An obstruction ruling to score the winning run? A pickoff to end the game? What’s next?
The World Series is turning into one of the most talked about in years. There haven’t been as many great fielding plays as ones just to talk about.
Two teams thought to be fundamentally sound have combined for 11 errors in the first two games—seven by the Red Sox. During the regular season, Boston made 80 errors, just under one in every two games. They’re averaging nearly two per game, and are tied with the Cardinals at 2.
Beginning with the Red Sox’s sweep over St. Louis in 2004, just two of the nine World Series have lasted six games. 2011’s was the first seven-game World Series since 2002.
From 1985-2002, there were seven Series that went the limit and four more that lasted six.
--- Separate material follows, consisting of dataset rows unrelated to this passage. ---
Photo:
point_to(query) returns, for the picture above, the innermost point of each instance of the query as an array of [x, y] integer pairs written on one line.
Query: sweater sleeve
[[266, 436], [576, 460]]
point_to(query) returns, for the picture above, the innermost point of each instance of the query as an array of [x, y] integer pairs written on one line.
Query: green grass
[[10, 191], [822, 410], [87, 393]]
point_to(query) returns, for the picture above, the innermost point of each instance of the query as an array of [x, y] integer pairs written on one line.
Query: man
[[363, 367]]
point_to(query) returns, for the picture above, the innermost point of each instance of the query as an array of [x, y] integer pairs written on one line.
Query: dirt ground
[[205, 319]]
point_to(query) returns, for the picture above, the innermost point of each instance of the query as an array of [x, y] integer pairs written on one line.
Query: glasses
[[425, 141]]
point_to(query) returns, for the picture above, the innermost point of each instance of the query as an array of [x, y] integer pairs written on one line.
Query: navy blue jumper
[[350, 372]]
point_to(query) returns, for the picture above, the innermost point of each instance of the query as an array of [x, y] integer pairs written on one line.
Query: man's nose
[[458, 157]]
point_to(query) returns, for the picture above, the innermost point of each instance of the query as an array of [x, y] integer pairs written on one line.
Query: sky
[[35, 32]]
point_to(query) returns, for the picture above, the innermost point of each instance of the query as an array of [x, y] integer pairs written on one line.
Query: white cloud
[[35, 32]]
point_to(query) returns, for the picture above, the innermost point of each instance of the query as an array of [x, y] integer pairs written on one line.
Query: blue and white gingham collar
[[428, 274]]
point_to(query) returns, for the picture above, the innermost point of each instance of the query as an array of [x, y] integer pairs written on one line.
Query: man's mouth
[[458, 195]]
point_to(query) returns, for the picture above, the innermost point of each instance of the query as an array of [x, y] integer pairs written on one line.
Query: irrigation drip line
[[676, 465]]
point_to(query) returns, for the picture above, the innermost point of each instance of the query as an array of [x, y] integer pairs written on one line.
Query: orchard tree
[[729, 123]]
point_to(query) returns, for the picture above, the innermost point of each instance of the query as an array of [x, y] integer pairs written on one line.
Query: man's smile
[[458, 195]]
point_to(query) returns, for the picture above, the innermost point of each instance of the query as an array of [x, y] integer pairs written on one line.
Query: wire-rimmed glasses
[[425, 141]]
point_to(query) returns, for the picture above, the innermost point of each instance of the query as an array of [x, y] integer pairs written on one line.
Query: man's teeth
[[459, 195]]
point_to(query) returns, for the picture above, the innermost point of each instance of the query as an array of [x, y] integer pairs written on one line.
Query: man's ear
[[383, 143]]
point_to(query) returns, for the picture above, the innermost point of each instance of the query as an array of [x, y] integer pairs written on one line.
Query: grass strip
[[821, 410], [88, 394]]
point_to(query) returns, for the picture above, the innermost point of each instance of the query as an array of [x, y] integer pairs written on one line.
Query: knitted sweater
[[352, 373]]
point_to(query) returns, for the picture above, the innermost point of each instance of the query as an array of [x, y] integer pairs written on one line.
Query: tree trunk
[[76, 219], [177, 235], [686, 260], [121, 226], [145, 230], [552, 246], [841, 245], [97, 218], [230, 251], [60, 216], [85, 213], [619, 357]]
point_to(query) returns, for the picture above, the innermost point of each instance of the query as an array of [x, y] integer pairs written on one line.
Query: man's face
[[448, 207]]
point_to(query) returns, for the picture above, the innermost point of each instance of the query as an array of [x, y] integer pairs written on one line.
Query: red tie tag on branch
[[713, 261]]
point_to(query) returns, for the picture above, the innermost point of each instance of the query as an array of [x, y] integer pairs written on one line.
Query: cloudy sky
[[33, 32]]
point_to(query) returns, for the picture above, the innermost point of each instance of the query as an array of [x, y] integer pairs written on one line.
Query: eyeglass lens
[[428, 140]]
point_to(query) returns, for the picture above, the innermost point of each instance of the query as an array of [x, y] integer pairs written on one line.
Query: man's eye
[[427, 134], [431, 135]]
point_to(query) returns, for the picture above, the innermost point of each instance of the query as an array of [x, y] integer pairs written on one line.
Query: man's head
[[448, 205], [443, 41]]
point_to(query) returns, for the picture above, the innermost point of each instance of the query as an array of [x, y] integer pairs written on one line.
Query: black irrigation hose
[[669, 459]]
It’s about time we savored a Series.
There always have to be fringe players that decide these games. Jonny Gomes, who was playing in place of the banged-up Shane Victorino, hit a decisive three-run home run. In the first four games, there have been just four home runs—and nearly three times as many errors.
Down by two runs with two outs and Carlos Beltran at the plate, pinchrunner Kolten Wong was picked off by Koji Uehara, and the Series was tied.
Jon Lester and Adam Wainwright go in Game 5, and the betting here is that the Cardinals play a more fundamentally sound game.
Game 6 is Wednesday night at Fenway Park.